Иллюстрация Екатерина Балеевская/SpektrPress

Помимо очевидных вещей вроде «прежде чем начать разговор с иностранцем, извинись за то, что ты русский», в эмиграции быстро обрастаешь новыми привычками и поведенческими паттернами. Какие-то из них – бытовые и забавные, какие-то связаны со страхами в новой реальности. Я решила понаблюдать за своим поведением - и обнаружила сразу несколько любопытных «обновлений системы».

Во-первых, я научилась считать деньги.

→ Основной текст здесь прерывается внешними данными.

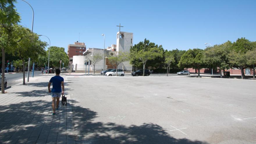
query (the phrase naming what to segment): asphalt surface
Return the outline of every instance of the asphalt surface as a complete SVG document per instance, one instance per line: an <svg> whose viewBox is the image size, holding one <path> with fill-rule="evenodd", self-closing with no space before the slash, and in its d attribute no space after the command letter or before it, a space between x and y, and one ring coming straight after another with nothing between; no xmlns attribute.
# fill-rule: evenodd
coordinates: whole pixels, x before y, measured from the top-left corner
<svg viewBox="0 0 256 144"><path fill-rule="evenodd" d="M42 73L40 71L35 71L34 73L34 77L38 77L42 76ZM12 86L13 85L20 83L20 81L18 81L21 79L23 78L23 73L22 72L13 73L9 72L9 73L5 73L5 77L6 77L7 81L7 87ZM26 81L27 81L27 79L28 77L28 73L27 72L25 73L25 80ZM32 72L30 72L29 74L29 77L32 77Z"/></svg>
<svg viewBox="0 0 256 144"><path fill-rule="evenodd" d="M65 75L81 143L256 143L255 80Z"/></svg>

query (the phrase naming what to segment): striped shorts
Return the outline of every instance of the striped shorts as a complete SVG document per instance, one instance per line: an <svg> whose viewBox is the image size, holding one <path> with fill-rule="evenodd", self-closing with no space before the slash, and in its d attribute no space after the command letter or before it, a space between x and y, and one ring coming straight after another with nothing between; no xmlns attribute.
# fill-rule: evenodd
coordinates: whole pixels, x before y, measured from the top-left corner
<svg viewBox="0 0 256 144"><path fill-rule="evenodd" d="M60 97L61 95L61 93L51 93L51 97Z"/></svg>

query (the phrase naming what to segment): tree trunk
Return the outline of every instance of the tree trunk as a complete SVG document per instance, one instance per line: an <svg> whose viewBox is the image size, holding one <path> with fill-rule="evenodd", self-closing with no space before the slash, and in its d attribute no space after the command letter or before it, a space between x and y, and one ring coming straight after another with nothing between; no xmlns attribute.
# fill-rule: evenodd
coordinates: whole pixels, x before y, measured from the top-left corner
<svg viewBox="0 0 256 144"><path fill-rule="evenodd" d="M23 84L24 85L25 83L25 62L23 59L21 60L22 61L22 63L23 64Z"/></svg>
<svg viewBox="0 0 256 144"><path fill-rule="evenodd" d="M254 68L254 65L253 65L253 79L255 78L255 70Z"/></svg>
<svg viewBox="0 0 256 144"><path fill-rule="evenodd" d="M115 71L115 72L116 72L116 74L115 75L115 76L116 76L117 77L117 67L118 67L118 65L117 64L117 65L116 65L116 71Z"/></svg>
<svg viewBox="0 0 256 144"><path fill-rule="evenodd" d="M240 69L241 69L241 76L242 79L244 79L245 76L244 73L243 72L243 67L242 66L240 67Z"/></svg>
<svg viewBox="0 0 256 144"><path fill-rule="evenodd" d="M200 77L200 68L198 68L198 74L197 76L198 77Z"/></svg>
<svg viewBox="0 0 256 144"><path fill-rule="evenodd" d="M145 64L143 63L143 76L145 76Z"/></svg>
<svg viewBox="0 0 256 144"><path fill-rule="evenodd" d="M222 78L222 75L221 74L221 70L220 69L220 76L221 76L221 78Z"/></svg>
<svg viewBox="0 0 256 144"><path fill-rule="evenodd" d="M2 93L4 93L4 70L5 66L5 52L2 48Z"/></svg>

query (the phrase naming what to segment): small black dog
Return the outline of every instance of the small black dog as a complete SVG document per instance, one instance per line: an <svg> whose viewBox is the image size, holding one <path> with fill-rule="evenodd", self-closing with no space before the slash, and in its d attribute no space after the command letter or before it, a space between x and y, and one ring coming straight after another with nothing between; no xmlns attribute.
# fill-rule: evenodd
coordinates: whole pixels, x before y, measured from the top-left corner
<svg viewBox="0 0 256 144"><path fill-rule="evenodd" d="M64 104L65 104L65 102L66 102L66 105L67 105L67 97L65 97L65 95L64 96L62 95L62 97L61 97L62 98L61 99L61 104L62 104L63 105L64 105Z"/></svg>

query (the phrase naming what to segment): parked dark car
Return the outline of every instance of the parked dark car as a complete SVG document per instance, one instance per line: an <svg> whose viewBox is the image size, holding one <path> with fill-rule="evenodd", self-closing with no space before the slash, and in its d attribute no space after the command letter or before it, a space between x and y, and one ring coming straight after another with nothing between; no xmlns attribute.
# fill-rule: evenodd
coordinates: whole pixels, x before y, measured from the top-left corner
<svg viewBox="0 0 256 144"><path fill-rule="evenodd" d="M104 71L104 75L106 74L106 72L110 72L111 70L113 70L113 69L109 69L106 70L105 70ZM103 71L102 71L101 72L100 72L100 74L102 75L102 74L103 73Z"/></svg>
<svg viewBox="0 0 256 144"><path fill-rule="evenodd" d="M148 76L150 75L150 72L148 70L145 70L145 75ZM131 75L132 76L138 76L143 75L143 70L139 70L137 71L132 72Z"/></svg>

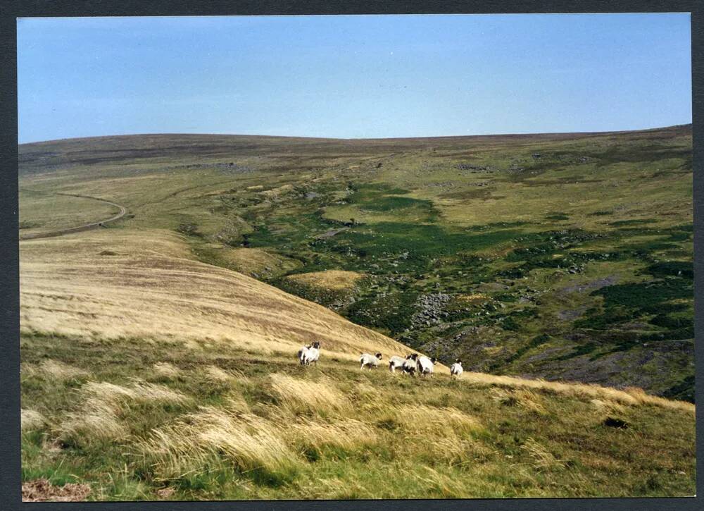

Да, всего лишь к 33 годам, но не всем же дано раннее развитие. До переезда я всегда зарабатывала деньги тяжело, а относилась к ним легко и, скажем так, интуитивно: пока мои друзья скачивали умные приложения для подсчета трат, инвестировали в многообещающие стартапы или хотя бы заводили ипотеку, я всегда считала и тратила деньги «на глазок». Много денег никогда не было, но было столько, чтобы обеспечивать себя и ребенка, а если хотелось a little bit extra – просто работала еще в три раза больше, пока не появлялась нужная сумма. В общем, типичный представитель своего рода: давайте честно, люди, которые умеют и хотят зарабатывать, не становятся социальными журналистами. Слабоумие и отвага оплачиваются в нашей профессии в лучшем случае лайками в фейсбуке.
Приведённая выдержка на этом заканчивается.